= Pierre Tardi =

French scientist (1897–1972)

Pierre Antoine Ernest Tardi (4 June 1897 – 5 August 1972) was a French geophysicist, astronomer, and geographer. From 1946 to 1960, he was the secretary general of the International Association of Geodesy, and editor-in-chief of the Bulletin Géodésique from 1946 to 1951. He also served as president of the Société astronomique de France from 1964 to 1966.

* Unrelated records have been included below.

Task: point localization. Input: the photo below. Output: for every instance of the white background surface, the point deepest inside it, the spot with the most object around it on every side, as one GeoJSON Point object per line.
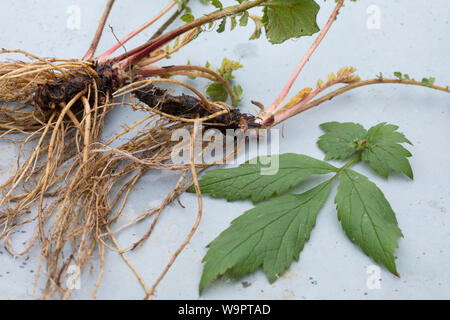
{"type": "Point", "coordinates": [414, 38]}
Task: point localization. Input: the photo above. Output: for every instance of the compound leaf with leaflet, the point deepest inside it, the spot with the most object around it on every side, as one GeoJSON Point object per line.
{"type": "Point", "coordinates": [286, 19]}
{"type": "Point", "coordinates": [341, 140]}
{"type": "Point", "coordinates": [367, 218]}
{"type": "Point", "coordinates": [384, 151]}
{"type": "Point", "coordinates": [269, 236]}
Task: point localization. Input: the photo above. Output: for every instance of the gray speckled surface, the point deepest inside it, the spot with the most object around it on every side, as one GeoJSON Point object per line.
{"type": "Point", "coordinates": [413, 37]}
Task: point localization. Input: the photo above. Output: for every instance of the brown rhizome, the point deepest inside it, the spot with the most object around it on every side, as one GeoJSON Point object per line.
{"type": "Point", "coordinates": [59, 107]}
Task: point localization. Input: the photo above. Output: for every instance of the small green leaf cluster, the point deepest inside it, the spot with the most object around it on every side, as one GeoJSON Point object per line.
{"type": "Point", "coordinates": [216, 91]}
{"type": "Point", "coordinates": [282, 19]}
{"type": "Point", "coordinates": [426, 81]}
{"type": "Point", "coordinates": [272, 234]}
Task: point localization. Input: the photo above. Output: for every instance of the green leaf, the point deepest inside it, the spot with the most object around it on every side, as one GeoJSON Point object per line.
{"type": "Point", "coordinates": [216, 91]}
{"type": "Point", "coordinates": [247, 182]}
{"type": "Point", "coordinates": [286, 19]}
{"type": "Point", "coordinates": [258, 28]}
{"type": "Point", "coordinates": [269, 236]}
{"type": "Point", "coordinates": [228, 67]}
{"type": "Point", "coordinates": [222, 25]}
{"type": "Point", "coordinates": [428, 81]}
{"type": "Point", "coordinates": [399, 75]}
{"type": "Point", "coordinates": [384, 152]}
{"type": "Point", "coordinates": [243, 21]}
{"type": "Point", "coordinates": [187, 17]}
{"type": "Point", "coordinates": [342, 140]}
{"type": "Point", "coordinates": [367, 218]}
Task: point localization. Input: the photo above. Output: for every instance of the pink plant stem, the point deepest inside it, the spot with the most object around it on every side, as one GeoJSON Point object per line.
{"type": "Point", "coordinates": [271, 109]}
{"type": "Point", "coordinates": [98, 34]}
{"type": "Point", "coordinates": [105, 55]}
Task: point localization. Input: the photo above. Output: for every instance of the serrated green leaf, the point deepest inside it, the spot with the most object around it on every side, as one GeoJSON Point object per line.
{"type": "Point", "coordinates": [286, 19]}
{"type": "Point", "coordinates": [216, 91]}
{"type": "Point", "coordinates": [384, 152]}
{"type": "Point", "coordinates": [247, 182]}
{"type": "Point", "coordinates": [341, 140]}
{"type": "Point", "coordinates": [367, 218]}
{"type": "Point", "coordinates": [222, 25]}
{"type": "Point", "coordinates": [270, 236]}
{"type": "Point", "coordinates": [258, 28]}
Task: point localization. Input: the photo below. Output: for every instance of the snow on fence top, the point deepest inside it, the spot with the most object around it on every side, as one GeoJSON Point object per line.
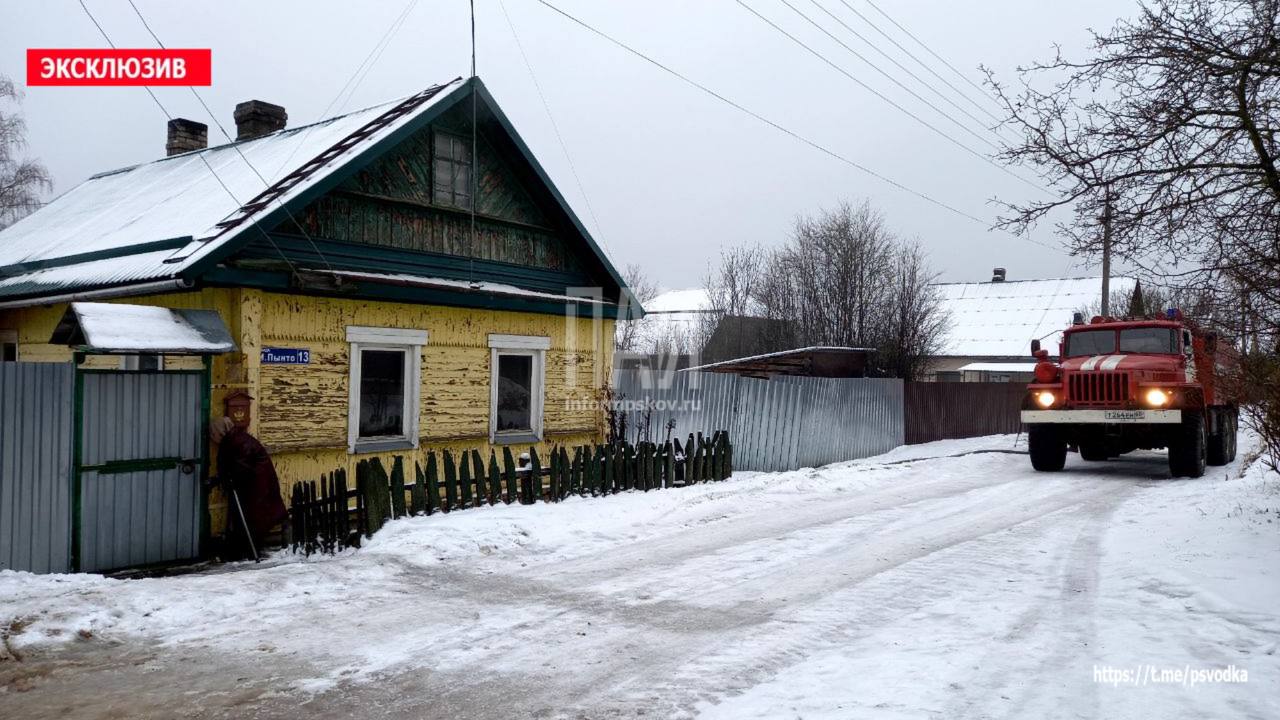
{"type": "Point", "coordinates": [163, 209]}
{"type": "Point", "coordinates": [1000, 319]}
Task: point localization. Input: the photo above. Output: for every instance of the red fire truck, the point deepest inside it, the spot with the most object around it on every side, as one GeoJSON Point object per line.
{"type": "Point", "coordinates": [1132, 383]}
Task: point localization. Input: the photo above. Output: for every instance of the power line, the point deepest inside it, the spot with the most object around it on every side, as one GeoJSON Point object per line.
{"type": "Point", "coordinates": [760, 118]}
{"type": "Point", "coordinates": [560, 137]}
{"type": "Point", "coordinates": [877, 94]}
{"type": "Point", "coordinates": [238, 151]}
{"type": "Point", "coordinates": [929, 50]}
{"type": "Point", "coordinates": [201, 155]}
{"type": "Point", "coordinates": [874, 67]}
{"type": "Point", "coordinates": [905, 69]}
{"type": "Point", "coordinates": [922, 63]}
{"type": "Point", "coordinates": [376, 54]}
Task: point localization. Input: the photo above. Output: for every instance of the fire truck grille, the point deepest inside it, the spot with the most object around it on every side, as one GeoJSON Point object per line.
{"type": "Point", "coordinates": [1098, 388]}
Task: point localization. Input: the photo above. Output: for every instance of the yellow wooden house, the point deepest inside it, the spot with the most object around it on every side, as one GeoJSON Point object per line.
{"type": "Point", "coordinates": [397, 279]}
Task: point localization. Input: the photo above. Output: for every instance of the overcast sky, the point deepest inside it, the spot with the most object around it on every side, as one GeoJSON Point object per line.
{"type": "Point", "coordinates": [671, 176]}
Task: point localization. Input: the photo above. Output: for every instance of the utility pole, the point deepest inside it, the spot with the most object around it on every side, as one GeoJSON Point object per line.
{"type": "Point", "coordinates": [1106, 255]}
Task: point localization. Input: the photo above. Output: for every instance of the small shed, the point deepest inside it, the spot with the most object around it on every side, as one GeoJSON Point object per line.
{"type": "Point", "coordinates": [817, 361]}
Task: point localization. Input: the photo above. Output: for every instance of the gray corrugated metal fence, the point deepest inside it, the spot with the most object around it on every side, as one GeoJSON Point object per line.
{"type": "Point", "coordinates": [36, 465]}
{"type": "Point", "coordinates": [780, 424]}
{"type": "Point", "coordinates": [131, 514]}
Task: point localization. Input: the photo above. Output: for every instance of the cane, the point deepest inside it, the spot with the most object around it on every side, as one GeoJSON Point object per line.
{"type": "Point", "coordinates": [248, 536]}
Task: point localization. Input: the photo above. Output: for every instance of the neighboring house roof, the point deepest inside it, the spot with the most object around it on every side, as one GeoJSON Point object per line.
{"type": "Point", "coordinates": [1000, 319]}
{"type": "Point", "coordinates": [172, 218]}
{"type": "Point", "coordinates": [816, 361]}
{"type": "Point", "coordinates": [1000, 367]}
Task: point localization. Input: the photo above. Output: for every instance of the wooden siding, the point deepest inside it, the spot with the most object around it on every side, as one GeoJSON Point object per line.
{"type": "Point", "coordinates": [389, 204]}
{"type": "Point", "coordinates": [405, 226]}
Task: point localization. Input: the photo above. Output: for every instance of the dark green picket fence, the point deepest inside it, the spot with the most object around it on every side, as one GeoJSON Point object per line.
{"type": "Point", "coordinates": [328, 515]}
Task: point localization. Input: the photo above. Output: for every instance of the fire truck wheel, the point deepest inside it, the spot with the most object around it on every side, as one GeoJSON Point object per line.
{"type": "Point", "coordinates": [1188, 447]}
{"type": "Point", "coordinates": [1047, 449]}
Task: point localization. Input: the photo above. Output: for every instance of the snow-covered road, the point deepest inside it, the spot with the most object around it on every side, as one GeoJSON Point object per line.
{"type": "Point", "coordinates": [924, 583]}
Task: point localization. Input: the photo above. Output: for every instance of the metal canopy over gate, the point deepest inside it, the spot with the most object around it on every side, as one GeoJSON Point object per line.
{"type": "Point", "coordinates": [140, 468]}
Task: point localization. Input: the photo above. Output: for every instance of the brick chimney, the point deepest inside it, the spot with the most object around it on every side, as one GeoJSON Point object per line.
{"type": "Point", "coordinates": [186, 136]}
{"type": "Point", "coordinates": [255, 118]}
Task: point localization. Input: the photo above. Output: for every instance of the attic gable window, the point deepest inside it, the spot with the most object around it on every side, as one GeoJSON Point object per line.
{"type": "Point", "coordinates": [451, 171]}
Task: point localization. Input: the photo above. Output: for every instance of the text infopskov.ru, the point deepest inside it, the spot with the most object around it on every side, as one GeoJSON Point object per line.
{"type": "Point", "coordinates": [1187, 677]}
{"type": "Point", "coordinates": [639, 405]}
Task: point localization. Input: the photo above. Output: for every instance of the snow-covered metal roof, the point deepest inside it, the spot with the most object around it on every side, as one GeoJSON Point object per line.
{"type": "Point", "coordinates": [1000, 367]}
{"type": "Point", "coordinates": [156, 219]}
{"type": "Point", "coordinates": [113, 327]}
{"type": "Point", "coordinates": [1000, 319]}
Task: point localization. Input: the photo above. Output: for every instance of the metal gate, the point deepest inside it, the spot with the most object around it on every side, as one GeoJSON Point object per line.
{"type": "Point", "coordinates": [36, 466]}
{"type": "Point", "coordinates": [138, 468]}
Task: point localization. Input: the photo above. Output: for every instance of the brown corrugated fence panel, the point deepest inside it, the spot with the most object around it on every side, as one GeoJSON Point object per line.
{"type": "Point", "coordinates": [956, 410]}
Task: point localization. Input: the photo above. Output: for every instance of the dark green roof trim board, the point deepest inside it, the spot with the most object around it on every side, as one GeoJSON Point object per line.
{"type": "Point", "coordinates": [350, 167]}
{"type": "Point", "coordinates": [21, 268]}
{"type": "Point", "coordinates": [373, 290]}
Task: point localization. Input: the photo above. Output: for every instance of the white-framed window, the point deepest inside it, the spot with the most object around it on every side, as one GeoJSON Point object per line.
{"type": "Point", "coordinates": [8, 346]}
{"type": "Point", "coordinates": [517, 374]}
{"type": "Point", "coordinates": [147, 361]}
{"type": "Point", "coordinates": [385, 379]}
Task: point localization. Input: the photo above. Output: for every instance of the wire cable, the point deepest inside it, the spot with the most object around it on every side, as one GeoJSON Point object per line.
{"type": "Point", "coordinates": [909, 72]}
{"type": "Point", "coordinates": [560, 137]}
{"type": "Point", "coordinates": [882, 96]}
{"type": "Point", "coordinates": [376, 49]}
{"type": "Point", "coordinates": [929, 50]}
{"type": "Point", "coordinates": [781, 128]}
{"type": "Point", "coordinates": [922, 63]}
{"type": "Point", "coordinates": [887, 76]}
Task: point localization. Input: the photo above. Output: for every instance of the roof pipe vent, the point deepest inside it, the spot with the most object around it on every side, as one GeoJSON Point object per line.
{"type": "Point", "coordinates": [255, 118]}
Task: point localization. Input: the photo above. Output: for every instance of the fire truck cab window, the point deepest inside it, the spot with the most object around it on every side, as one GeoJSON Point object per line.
{"type": "Point", "coordinates": [1148, 340]}
{"type": "Point", "coordinates": [1091, 342]}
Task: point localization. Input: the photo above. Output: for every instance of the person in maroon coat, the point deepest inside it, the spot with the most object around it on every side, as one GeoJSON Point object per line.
{"type": "Point", "coordinates": [245, 465]}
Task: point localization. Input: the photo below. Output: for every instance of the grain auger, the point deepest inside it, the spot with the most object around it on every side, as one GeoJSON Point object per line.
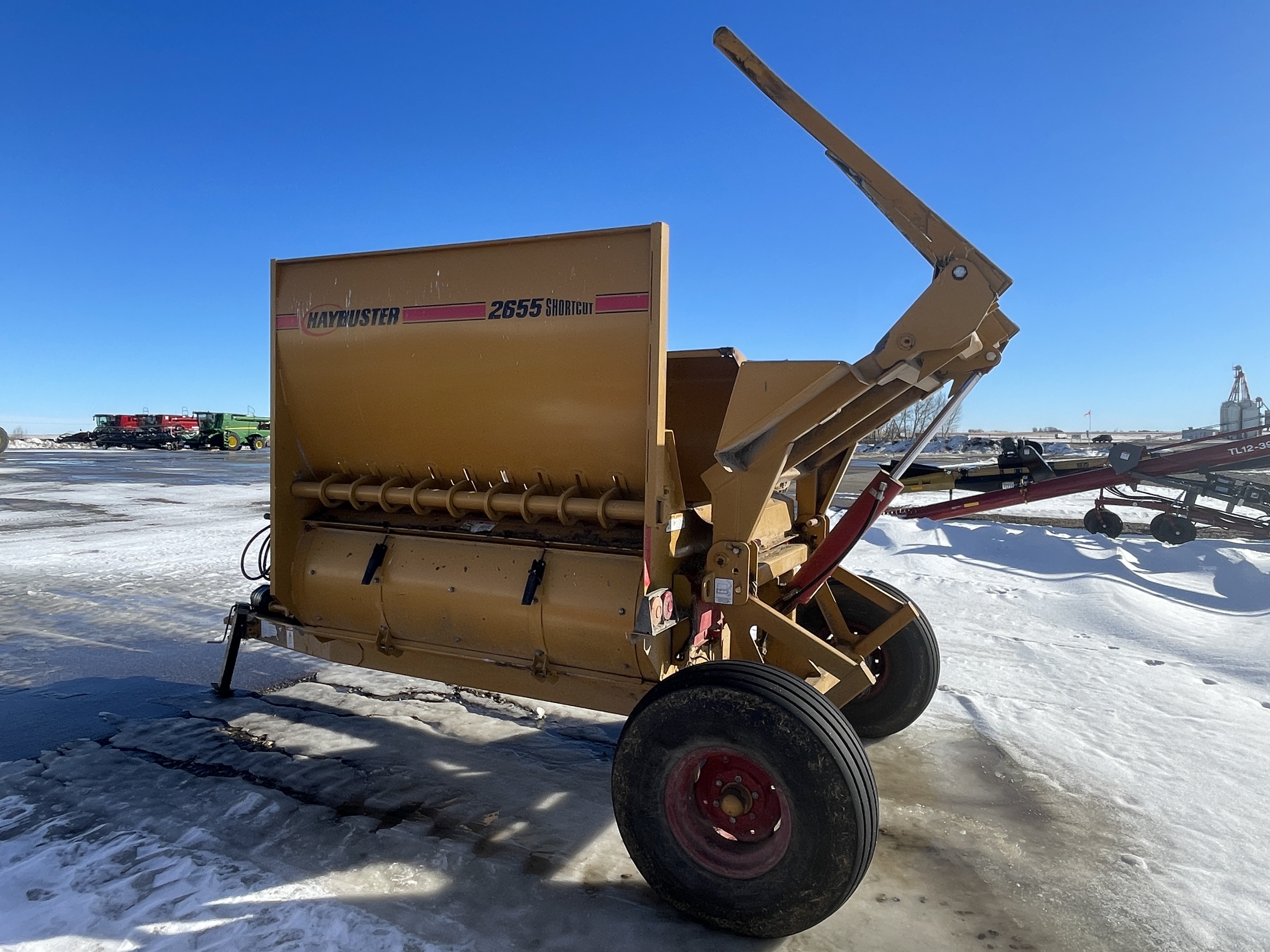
{"type": "Point", "coordinates": [488, 470]}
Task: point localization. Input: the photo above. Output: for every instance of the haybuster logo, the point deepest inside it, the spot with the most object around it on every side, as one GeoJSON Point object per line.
{"type": "Point", "coordinates": [324, 319]}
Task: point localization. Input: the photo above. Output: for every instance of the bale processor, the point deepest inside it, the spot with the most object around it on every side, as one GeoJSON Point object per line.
{"type": "Point", "coordinates": [488, 471]}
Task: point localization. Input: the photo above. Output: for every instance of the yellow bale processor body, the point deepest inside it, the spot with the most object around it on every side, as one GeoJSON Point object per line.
{"type": "Point", "coordinates": [489, 471]}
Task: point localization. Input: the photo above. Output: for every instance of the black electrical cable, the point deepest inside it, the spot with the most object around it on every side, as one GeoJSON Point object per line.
{"type": "Point", "coordinates": [262, 557]}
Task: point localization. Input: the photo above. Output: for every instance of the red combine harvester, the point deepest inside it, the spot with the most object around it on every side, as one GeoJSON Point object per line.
{"type": "Point", "coordinates": [1199, 468]}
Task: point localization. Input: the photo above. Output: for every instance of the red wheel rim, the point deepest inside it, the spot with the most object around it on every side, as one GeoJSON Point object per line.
{"type": "Point", "coordinates": [736, 828]}
{"type": "Point", "coordinates": [879, 664]}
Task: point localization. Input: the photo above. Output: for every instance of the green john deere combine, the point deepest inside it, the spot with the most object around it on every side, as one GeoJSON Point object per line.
{"type": "Point", "coordinates": [230, 432]}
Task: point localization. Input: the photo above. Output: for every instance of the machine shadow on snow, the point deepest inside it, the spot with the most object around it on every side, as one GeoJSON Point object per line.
{"type": "Point", "coordinates": [1240, 587]}
{"type": "Point", "coordinates": [454, 800]}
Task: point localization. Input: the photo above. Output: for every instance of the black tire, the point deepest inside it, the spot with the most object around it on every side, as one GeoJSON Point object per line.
{"type": "Point", "coordinates": [774, 727]}
{"type": "Point", "coordinates": [1104, 522]}
{"type": "Point", "coordinates": [907, 667]}
{"type": "Point", "coordinates": [1173, 529]}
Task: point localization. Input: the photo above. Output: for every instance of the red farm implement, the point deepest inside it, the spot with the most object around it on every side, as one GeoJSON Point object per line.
{"type": "Point", "coordinates": [1198, 468]}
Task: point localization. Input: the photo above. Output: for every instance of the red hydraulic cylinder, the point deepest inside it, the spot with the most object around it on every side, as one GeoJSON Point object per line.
{"type": "Point", "coordinates": [843, 539]}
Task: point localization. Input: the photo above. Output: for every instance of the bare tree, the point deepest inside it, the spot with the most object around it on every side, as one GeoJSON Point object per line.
{"type": "Point", "coordinates": [914, 421]}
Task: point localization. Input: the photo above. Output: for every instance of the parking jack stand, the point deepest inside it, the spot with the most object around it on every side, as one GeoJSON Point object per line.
{"type": "Point", "coordinates": [232, 645]}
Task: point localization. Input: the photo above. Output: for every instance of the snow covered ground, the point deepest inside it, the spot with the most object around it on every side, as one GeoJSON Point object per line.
{"type": "Point", "coordinates": [1091, 775]}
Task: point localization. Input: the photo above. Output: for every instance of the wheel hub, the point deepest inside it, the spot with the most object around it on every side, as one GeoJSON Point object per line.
{"type": "Point", "coordinates": [728, 813]}
{"type": "Point", "coordinates": [737, 798]}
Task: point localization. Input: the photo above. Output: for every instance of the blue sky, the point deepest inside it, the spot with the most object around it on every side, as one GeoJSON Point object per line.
{"type": "Point", "coordinates": [1112, 158]}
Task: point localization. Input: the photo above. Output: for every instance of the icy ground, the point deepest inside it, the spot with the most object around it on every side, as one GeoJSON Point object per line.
{"type": "Point", "coordinates": [1091, 775]}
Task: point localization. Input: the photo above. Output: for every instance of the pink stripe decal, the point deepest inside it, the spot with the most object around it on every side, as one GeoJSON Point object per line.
{"type": "Point", "coordinates": [609, 304]}
{"type": "Point", "coordinates": [472, 311]}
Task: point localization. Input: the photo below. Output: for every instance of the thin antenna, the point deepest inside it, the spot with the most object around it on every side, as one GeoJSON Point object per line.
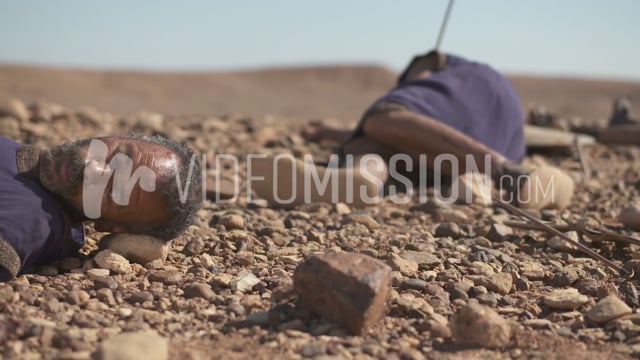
{"type": "Point", "coordinates": [443, 27]}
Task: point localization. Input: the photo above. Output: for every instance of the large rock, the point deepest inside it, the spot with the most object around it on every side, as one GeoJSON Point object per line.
{"type": "Point", "coordinates": [137, 248]}
{"type": "Point", "coordinates": [479, 325]}
{"type": "Point", "coordinates": [630, 217]}
{"type": "Point", "coordinates": [607, 309]}
{"type": "Point", "coordinates": [133, 346]}
{"type": "Point", "coordinates": [347, 288]}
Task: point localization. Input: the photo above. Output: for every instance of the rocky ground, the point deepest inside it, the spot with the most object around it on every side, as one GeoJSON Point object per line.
{"type": "Point", "coordinates": [225, 288]}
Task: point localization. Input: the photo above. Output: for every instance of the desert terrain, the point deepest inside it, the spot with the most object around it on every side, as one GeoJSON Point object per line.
{"type": "Point", "coordinates": [224, 290]}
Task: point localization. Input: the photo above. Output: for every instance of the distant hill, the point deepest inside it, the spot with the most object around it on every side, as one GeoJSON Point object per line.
{"type": "Point", "coordinates": [296, 92]}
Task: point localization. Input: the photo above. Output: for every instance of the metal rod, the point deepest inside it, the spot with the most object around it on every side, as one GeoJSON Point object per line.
{"type": "Point", "coordinates": [620, 270]}
{"type": "Point", "coordinates": [443, 26]}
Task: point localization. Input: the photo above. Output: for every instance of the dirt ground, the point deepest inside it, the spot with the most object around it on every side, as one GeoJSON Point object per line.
{"type": "Point", "coordinates": [61, 311]}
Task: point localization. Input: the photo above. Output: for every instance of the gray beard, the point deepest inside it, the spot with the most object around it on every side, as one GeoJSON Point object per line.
{"type": "Point", "coordinates": [27, 161]}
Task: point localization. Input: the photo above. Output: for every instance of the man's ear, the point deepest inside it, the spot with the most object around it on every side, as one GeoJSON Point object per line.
{"type": "Point", "coordinates": [102, 227]}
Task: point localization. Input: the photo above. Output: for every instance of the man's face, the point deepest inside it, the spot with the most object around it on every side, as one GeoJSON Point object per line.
{"type": "Point", "coordinates": [67, 169]}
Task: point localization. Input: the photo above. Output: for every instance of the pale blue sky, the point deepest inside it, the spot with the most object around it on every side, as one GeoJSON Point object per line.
{"type": "Point", "coordinates": [573, 37]}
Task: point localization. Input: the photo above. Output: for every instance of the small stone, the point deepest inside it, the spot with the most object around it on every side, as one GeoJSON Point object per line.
{"type": "Point", "coordinates": [313, 349]}
{"type": "Point", "coordinates": [194, 247]}
{"type": "Point", "coordinates": [141, 249]}
{"type": "Point", "coordinates": [124, 312]}
{"type": "Point", "coordinates": [167, 277]}
{"type": "Point", "coordinates": [10, 127]}
{"type": "Point", "coordinates": [630, 217]}
{"type": "Point", "coordinates": [397, 263]}
{"type": "Point", "coordinates": [70, 263]}
{"type": "Point", "coordinates": [499, 232]}
{"type": "Point", "coordinates": [532, 270]}
{"type": "Point", "coordinates": [348, 288]}
{"type": "Point", "coordinates": [105, 282]}
{"type": "Point", "coordinates": [474, 188]}
{"type": "Point", "coordinates": [498, 282]}
{"type": "Point", "coordinates": [422, 258]}
{"type": "Point", "coordinates": [607, 309]}
{"type": "Point", "coordinates": [414, 284]}
{"type": "Point", "coordinates": [198, 290]}
{"type": "Point", "coordinates": [75, 297]}
{"type": "Point", "coordinates": [448, 229]}
{"type": "Point", "coordinates": [219, 189]}
{"type": "Point", "coordinates": [109, 260]}
{"type": "Point", "coordinates": [232, 222]}
{"type": "Point", "coordinates": [14, 108]}
{"type": "Point", "coordinates": [106, 296]}
{"type": "Point", "coordinates": [342, 209]}
{"type": "Point", "coordinates": [565, 299]}
{"type": "Point", "coordinates": [133, 346]}
{"type": "Point", "coordinates": [479, 325]}
{"type": "Point", "coordinates": [244, 282]}
{"type": "Point", "coordinates": [362, 219]}
{"type": "Point", "coordinates": [141, 297]}
{"type": "Point", "coordinates": [560, 244]}
{"type": "Point", "coordinates": [97, 272]}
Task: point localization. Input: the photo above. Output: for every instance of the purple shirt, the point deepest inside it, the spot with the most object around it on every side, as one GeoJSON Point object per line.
{"type": "Point", "coordinates": [30, 218]}
{"type": "Point", "coordinates": [472, 98]}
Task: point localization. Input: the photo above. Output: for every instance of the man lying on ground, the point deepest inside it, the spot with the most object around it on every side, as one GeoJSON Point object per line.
{"type": "Point", "coordinates": [123, 184]}
{"type": "Point", "coordinates": [442, 104]}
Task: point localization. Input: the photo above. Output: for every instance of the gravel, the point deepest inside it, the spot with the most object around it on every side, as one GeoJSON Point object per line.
{"type": "Point", "coordinates": [225, 287]}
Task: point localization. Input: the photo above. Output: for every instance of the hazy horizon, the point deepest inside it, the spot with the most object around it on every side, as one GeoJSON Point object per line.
{"type": "Point", "coordinates": [577, 39]}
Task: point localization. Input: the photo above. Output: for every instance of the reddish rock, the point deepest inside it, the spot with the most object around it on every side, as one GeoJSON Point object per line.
{"type": "Point", "coordinates": [347, 288]}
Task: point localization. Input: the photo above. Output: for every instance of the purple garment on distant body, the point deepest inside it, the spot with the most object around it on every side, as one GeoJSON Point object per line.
{"type": "Point", "coordinates": [472, 98]}
{"type": "Point", "coordinates": [30, 218]}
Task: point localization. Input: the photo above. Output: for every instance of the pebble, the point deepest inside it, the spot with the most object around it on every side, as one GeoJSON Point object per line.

Born in Bastia on 4 June 1897, Tardi enlisted in World War I in 1915. Following the war, in 1920, he joined the geodesy section of the Service géographique de l'armée. He published his first treatise on geodesy in 1934, for which he won an award conferred by the Academy of Sciences. One notable milestone during has geodetic career was at the 1936 International Union of Geodesy and Geophysics meeting, where, in an effort to standardize mapping of the region, he suggested an idea to split the continent of Africa into a grid system. His proposal was quickly accepted, but struggled to be actually adopted. A bibliography—his Bibliographie géodesique internationale—was published in 1937. In 1946, Tardi was made the president of the International Association of Geodesy, succeeding George Perrier. (Note: Also spelled Georges Perrier; he was a teacher of Tardi.)

In 1952, Tardi served on the inaugural advisory committee of Ohio State University's Institute of Geodesy, Photogrammetry and Cartography, along with other geodesists such as Walter Davis Lambert. In 1956, while secretary general of the International Association of Geodesy, Tardi formed a committee on tidal research; Lambert also sat on this committee. He was a professor at l'École polytechnique when he was elected to the Academy of Sciences in 1956. In 1962, Tardi became a corresponding member of the Bayerische Akademie der Wissenschaften. He served as vice president of the French Academy of Sciences in 1969, and as president of the academy in 1970. He died in Paris on 5 August 1972.